Want to protect your cyber security and still get fast solutions? Ask a secure question today.Go Premium


attempt to access beyond end of device

Posted on 2008-10-22
Medium Priority
Last Modified: 2013-12-06
A list below is what we have been experiencing over and over again. I am not sure if it is a bad hard drive or something with the 3ware raid card.

The first thing that happens is a file shows up on the file system that is about 6.2 PetaBytes. This is impossible because the raid is only 182GB

Second, are backup server tries to backup this 6.2 PT file. It continuously tries to back it up until someone finally has to stop it. I guess it would backup until the backup server drive is full.

Third, the log shows
Oct 22 04:03:02 fs kernel: attempt to access beyond end of device
Oct 22 04:03:02 fs kernel: sda2: rw=0, want=6736695736, limit=386427510

This makes perfect since because the file is not really there.
The last thing that happens is the file system will finally switch over to read only mode. We then have to reboot the server. On reboot FSCK always says the drive contains errors. FSCK then goes though and fixes a lot of inode problems.

Any ideas on why the big 6.2 PT file would keep being created and how we could stop it?
This is a raid 1 with two 186.31 GB WD drives.  This is an ext3 filesystem.
Question by:clintonm9
  • 3
  • 2
LVL 23

Accepted Solution

Mysidia earned 1000 total points
ID: 22783082
Not to rule out hardware issues;  it could be caused by a
problem with the controller,  or (theoretically) the drive,
but most likely a drive failure would result in the controller failing the drive
and marking the array degraded

It sounds like an inconsistent filesystem to me.
FSCK is most likely not able to fix all the problems.

An Ext3 filesystem with corrupt metadata is an insidious problem to fix.
Insidious corruption is best avoided if possible by ensuring your kernel
is modern with old bugs addressesd.

Ext3 is journaled, but it is not perfect -- especially if your hardware implements
write caching and the write cache is not batter-backed.

This type of corruption is possible in a simple power failure situation.

It can also be caused by a software (OS) bug, or a controller/hard drive issue.
Unless you start testing your hardware and looking through 'dmesg' for errors,
there is no way to tell.

Clearly a backup should be made of all files.

If possible swap both controller and drives with spares, and
test the possibly bad controllers and drives on a test system.

I think fresh EXT3  filesystems should be re-created.

Then load the backup files onto the fresh EXT3 filesystems.

This is really the only way to ensure there are not unknown errors in
filesystem metadata.

*Cloning a filesystem with a tool like 'dd'   copies it,  but if the source filesystem had metadata corruption, so will the copy.


Author Comment

ID: 22785530
This is a production system and would have to be done in the middle of the night.

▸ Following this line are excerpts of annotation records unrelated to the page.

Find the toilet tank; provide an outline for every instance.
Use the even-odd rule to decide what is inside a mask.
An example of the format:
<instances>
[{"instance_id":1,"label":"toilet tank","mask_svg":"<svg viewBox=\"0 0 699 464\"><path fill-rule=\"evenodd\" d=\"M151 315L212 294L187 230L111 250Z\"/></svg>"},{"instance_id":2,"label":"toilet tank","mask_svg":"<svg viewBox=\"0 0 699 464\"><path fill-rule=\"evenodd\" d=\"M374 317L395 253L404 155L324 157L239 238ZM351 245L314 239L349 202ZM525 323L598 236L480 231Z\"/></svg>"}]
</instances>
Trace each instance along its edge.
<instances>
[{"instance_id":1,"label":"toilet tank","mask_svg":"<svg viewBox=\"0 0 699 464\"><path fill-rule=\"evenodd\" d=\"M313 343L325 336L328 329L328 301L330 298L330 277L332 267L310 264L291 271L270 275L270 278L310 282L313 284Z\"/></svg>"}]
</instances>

I just ran the following command and you can see how many files are very big. Also you see the error while this process was running.

ind /home -type f -size +5000000k -exec ls -lh {} \; | awk '{ print $9 ": " $5 }'
/home/websites/mysalonsite/htdocs/data/accounts/xclusivetan159691/pageviews/day/2008/06.19.Services: 6.3E
/home/websites/mysalonsite/htdocs/data/accounts/EliteTan84463/pageviews/day/2006/02.11.About: 6.4E
/home/websites/fsordering/weblogs/error_log: 11G
/home/websites/fsordering/htdocs/images/2728836/products_sample_2.gif: 13E
find: /home/websites/fsordering/htdocs/images/products/s30478L.jpg: No such file or directory

Message from syslogd@ at Thu Oct 23 07:51:42 2008 ...
fsordering kernel: journal commit I/O error


Author Closing Comment

ID: 31508759
the solution will fix the problem, but it will be a big job.
LVL 23

Expert Comment

ID: 22800919
I/O  errors of this nature are serious;  file data corruption may have already occured to some extent (even if it hasn't been noticed yet), and I suggest you also lengthen the amount of time you retain old backups for that server, and be sure to update backups or get as complete a new one as possible,  until the server rebuild can be performed.

Weigh this against the risk of the server going down due to trying to take additional backups.

It just depends on which is more important in your situation;  having up-to-date copies of the data in case the corruption or drive/controller problem creeps further causing loss of info.

Or maximizing the uptime.

I.e.  Is it ok to lose a few days worth of data in this server,  in exchange for the benefit of less downtime?

If this were just a DHCP server,  uptime would be more important, and a few days of data lost would be irrelevent.

On the other hand, if this is a file server, that has users'  home directories...
the loss of a few days data could be costly.

And it might be a good idea to pull out a contingency plan.

Like temporarily offloading the production server's function to a server
normally used for testing.


Author Comment

ID: 22801440
Thanks for the info. The last two nights i got a good backup. Seems like the big files are not showing up right now. I bet they come back soon though. Thanks for eveyrhting!

Featured Post

Concerto Cloud for Software Providers & ISVs

Can Concerto Cloud Services help you focus on evolving your application offerings, while delivering the best cloud experience to your customers? From DevOps to revenue models and customer support, the answer is yes!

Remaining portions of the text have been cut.